To be effective at producing advanced DRAM, an etching machine must perform well across several metrics: how fast it can etch, how uniformly, how selective it is in etching only the right materials, and whether it can avoid defects and produce at high yields. Ideally one would have quantitative data on all these dimensions. Unfortunately, how these metrics trade off against one another is the secret sauce behind how effective these machines are, and so companies are loath to disclose any useful information at all. This makes rigorous comparison of how the Primo UD-RIE stacks up against Western equivalents difficult. Without private information, the best available approach is working from what published specs there are.

For the Primo UD-RIE, by far the most useful piece of information disclosed is that, in AMEC’s financial reporting, it describes the UD-RIE as being capable of 60:1 aspect ratio etching. Using that figure I very roughly compare it to equivalent machines from Lam Research and Tokyo Electron. My best estimate is that the UD-RIE is comparable to Western tools from 2018 or 2019, and remains well behind the most cutting-edge tools, which are now approaching >100:1 aspect ratios.5

What does this mean, concretely, for China’s HBM efforts? DRAM fabrication progress is usually measured in “memory nodes”, which are generations similar to the 4G and 5G of cellular networks. Each node builds on the one before to create ever denser memory cells and higher performance. Unhelpfully, memory nodes use confusing alphabetical naming conventions that have diverged between South Korean and American producers, but you can see the progression in the table below. HBM generations are similar, representing the progression to ever-higher HBM stacks that boast greater capacity and bandwidth.

The Primo UD-RIE is likely only capable of producing HBM2, or possibly HBM2E, some three to four generations and six to eight years behind the frontier. While supporting HBM2 production has some limited utility for China’s AI efforts, what China really needs is a machine that can support HBM3 production at scale. Huawei’s Ascend 910C has used a combination of HBM2E and HBM3, and Huawei has said it will adopt a custom HBM solution for its next line of Ascend 950 chips, but for this solution to be “more cost-effective than HBM3E and HBM4E” as Huawei claims, it will need production capabilities similar to HBM3.

China’s leading DRAM producer CXMT has targeted HBM3 as its goal for 2026, and will likely succeed at reasonable scale, due to its stockpile of advanced Western machines. Due to export controls limiting further import of these Western machines, CXMT needs domestic machines to scale up its advanced production and HBM3 into 2027 and 2028.

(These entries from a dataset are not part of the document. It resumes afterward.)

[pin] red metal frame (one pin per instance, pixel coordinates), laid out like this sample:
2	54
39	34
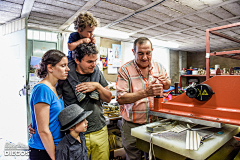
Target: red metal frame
224	54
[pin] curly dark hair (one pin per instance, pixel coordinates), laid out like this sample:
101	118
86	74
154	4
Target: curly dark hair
85	19
50	57
140	41
84	49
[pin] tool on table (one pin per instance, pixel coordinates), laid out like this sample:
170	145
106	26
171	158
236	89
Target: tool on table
195	129
206	137
163	125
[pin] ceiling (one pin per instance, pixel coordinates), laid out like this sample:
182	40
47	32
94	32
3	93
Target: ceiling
181	21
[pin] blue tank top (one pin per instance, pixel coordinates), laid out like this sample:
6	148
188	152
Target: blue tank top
42	93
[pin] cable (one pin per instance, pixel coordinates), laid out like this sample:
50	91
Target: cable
135	14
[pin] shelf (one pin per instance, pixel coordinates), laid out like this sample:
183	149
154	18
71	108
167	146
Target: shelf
190	75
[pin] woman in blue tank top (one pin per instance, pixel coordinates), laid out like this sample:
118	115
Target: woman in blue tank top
46	105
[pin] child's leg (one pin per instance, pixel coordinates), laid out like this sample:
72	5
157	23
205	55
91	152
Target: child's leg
73	80
95	78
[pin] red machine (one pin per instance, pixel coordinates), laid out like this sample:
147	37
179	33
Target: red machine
223	106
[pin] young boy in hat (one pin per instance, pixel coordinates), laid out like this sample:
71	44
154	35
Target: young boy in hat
73	144
84	24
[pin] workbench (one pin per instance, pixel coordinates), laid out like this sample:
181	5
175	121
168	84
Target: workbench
171	145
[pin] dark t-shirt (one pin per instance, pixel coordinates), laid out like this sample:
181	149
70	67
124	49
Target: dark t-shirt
96	120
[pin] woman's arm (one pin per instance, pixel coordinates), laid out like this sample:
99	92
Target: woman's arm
42	118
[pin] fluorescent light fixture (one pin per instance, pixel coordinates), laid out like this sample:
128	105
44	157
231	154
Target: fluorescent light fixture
105	32
110	33
167	44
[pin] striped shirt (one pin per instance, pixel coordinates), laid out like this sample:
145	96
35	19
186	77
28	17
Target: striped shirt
130	79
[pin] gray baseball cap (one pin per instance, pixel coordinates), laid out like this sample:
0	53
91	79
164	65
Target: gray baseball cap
72	115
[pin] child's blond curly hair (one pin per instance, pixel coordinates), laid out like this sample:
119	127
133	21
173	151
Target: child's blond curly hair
85	19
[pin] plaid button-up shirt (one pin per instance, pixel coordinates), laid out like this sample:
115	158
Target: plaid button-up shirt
130	79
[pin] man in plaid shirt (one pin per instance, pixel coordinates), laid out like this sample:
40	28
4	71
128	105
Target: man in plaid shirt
138	81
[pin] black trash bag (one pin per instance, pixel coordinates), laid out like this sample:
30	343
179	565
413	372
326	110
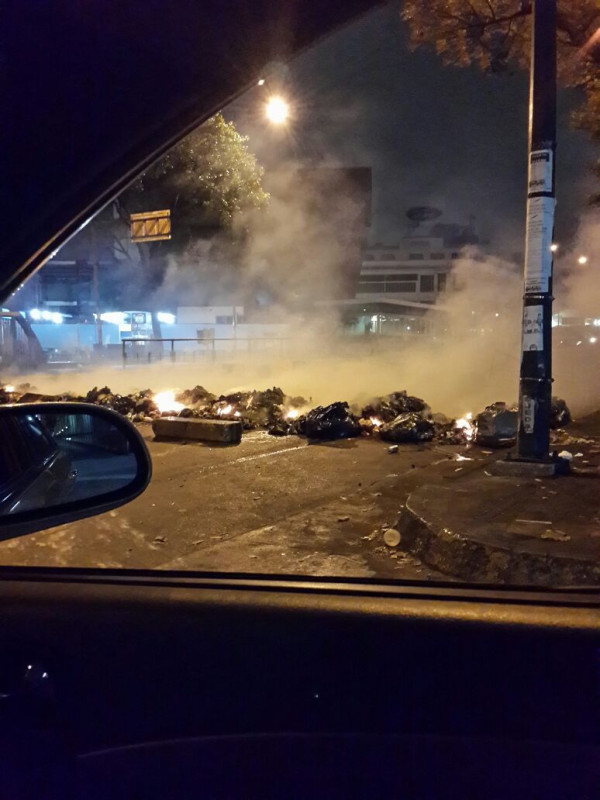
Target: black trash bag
392	405
330	422
559	413
402	402
196	396
496	426
408	428
281	427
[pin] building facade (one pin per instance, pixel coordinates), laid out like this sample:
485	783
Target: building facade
419	269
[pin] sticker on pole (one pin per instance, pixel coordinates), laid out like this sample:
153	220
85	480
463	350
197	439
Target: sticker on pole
538	255
540	171
533	328
528	413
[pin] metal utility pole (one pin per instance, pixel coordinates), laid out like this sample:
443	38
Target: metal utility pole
535	388
95	285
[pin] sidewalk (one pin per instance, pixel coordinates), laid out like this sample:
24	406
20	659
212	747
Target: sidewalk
546	532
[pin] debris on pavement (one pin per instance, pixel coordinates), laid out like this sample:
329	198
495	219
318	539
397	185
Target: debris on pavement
409	427
568	456
559	413
391	537
398	418
555	535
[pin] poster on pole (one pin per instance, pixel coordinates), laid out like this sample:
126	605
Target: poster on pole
538	255
533	328
540	171
151	226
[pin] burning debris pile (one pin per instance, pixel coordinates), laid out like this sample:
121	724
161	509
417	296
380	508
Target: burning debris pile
397	418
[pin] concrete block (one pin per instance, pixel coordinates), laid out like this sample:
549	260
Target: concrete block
529	469
220	431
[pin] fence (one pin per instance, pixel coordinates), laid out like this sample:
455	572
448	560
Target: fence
147	351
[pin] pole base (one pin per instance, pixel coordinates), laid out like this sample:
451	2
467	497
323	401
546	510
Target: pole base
530	469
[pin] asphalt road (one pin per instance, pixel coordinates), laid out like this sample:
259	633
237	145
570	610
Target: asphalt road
269	505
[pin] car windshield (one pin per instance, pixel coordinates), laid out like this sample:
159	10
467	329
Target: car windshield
328	312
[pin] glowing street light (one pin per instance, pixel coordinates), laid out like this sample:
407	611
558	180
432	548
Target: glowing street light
277	110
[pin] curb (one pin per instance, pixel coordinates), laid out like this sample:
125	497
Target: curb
459	555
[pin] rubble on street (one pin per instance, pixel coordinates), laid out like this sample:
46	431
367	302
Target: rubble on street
396	418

AMEC has promised that it can solve this bottleneck with a successor to the UD-RIE that can handle 90:1 aspect ratios. AMEC claims this machine is “about to enter the market”6 as of its most recent reporting, for Q3 2025. If true, this would be a major jump in capability, from six to eight years behind the frontier to more like two to three, covering more recent DRAM nodes including those needed for HBM3.

Producing an etching machine closer to the frontier will require AMEC to master a set of technical challenges that grow more extreme with each increase in aspect ratio. Reaching the bottom of ever taller and narrower holes to carve out capacitors needs better control across the radio frequency power source and the plasma itself. Controlling temperature becomes crucial, with effective etching requiring management of hundreds of temperature zones across the wafer, since some areas etch faster than others.

The key inputs to AMEC’s success here are R&D funding, strong human capital, and time, of which it has at least two.

AMEC is rapidly scaling its R&D spending

AMEC has become one of China’s largest semiconductor equipment companies, with products spanning etching, deposition, and other processes. Its origins trace back to early state industrial policies. It was founded by Gerald Yin in Shanghai in 2004. At age 60, Yin had established himself in Silicon Valley, graduating from UCLA and working for two decades at Intel, Lam Research, and Applied Materials.7 He returned with a team of 15 engineers to embark on the novel challenge of building a semiconductor equipment business in China.

AMEC produced its first etching machine in 2007, and attracted state attention and support soon after. In 2008, it was selected for the 02 Special Project, a major industrial policy effort aimed at indigenizing semiconductor manufacturing equipment, and in 2014 it was the first investment by the Big Fund, China’s leading state semiconductor investment vehicle.8

The weather looks dreary but at least they have the sparkling wine, via AMEC.

This continued open capital spigot has helped turn AMEC into a significant force in the Chinese market. While AMEC had more international presence earlier in the 2010s, it has become increasingly domestically focused, with 95% of its 2024 revenue from mainland China, a share that continues to rise.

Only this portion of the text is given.